Le rejet de l’identité ou euronémie produit des dommages à plusieurs niveaux. Cela nous empêche de reconnaître et d’accepter qui nous sommes réellement, notre réalité et celle des autres, les corps, les limites, les frontières, les héritages. Cela vous rend plus vulnérable et vous fait succomber à ceux qui préservent et défendent leur identité, comme les musulmans par exemple. Et il réduit les corps à des gelées, les gens à des tatouages, les pensées à des caprices et célèbre des histoires intimes comme s’il s’agissait d’histoires universelles, d’étapes glorieuses de l’évolution de l’espèce.

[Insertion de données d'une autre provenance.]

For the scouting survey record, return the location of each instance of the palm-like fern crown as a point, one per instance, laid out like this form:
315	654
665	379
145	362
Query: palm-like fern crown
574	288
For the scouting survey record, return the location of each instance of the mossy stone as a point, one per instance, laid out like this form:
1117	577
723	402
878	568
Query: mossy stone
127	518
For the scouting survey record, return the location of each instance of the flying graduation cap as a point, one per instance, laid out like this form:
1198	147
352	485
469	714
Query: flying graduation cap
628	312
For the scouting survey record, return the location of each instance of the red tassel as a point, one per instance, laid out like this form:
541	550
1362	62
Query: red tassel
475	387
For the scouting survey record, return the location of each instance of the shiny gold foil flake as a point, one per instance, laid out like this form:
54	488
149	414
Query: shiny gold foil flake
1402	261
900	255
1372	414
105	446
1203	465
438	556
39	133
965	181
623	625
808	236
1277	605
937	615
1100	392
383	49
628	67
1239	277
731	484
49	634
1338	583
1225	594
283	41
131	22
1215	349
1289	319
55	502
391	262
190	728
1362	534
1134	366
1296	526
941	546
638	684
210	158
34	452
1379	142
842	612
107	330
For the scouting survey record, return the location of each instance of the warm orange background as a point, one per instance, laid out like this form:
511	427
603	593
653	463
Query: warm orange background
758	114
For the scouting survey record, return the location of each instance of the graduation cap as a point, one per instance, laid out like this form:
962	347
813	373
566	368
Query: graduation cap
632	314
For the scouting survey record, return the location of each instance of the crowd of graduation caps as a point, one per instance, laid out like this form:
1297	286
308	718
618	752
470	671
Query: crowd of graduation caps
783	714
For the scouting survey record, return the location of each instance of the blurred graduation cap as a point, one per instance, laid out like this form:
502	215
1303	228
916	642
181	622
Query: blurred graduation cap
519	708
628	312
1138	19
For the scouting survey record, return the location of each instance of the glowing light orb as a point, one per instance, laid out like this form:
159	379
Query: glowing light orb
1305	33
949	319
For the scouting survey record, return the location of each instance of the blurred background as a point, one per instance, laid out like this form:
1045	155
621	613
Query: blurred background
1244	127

Nous savons qu’en l’absence de références élevées, supérieures et ultérieures, en fin de compte, qui représente, incarne et exprime l’Europe et son icône, c’est ce qui nous vient d’événements et de personnages pop, d’histoires de masse élaborées dans le domaine du divertissement et ‘ divertissement. Qui se soucie de Nemo à l’Eurovision ? mais cela déprime la vision d’une Europe réduite à célébrer, pas seulement dans les festivals, le Nemo du moment et l’Euronemia. Cette espèce d’Europe connaîtra une mauvaise fin, frappée sur des voies incontrôlées par le train de la réalité.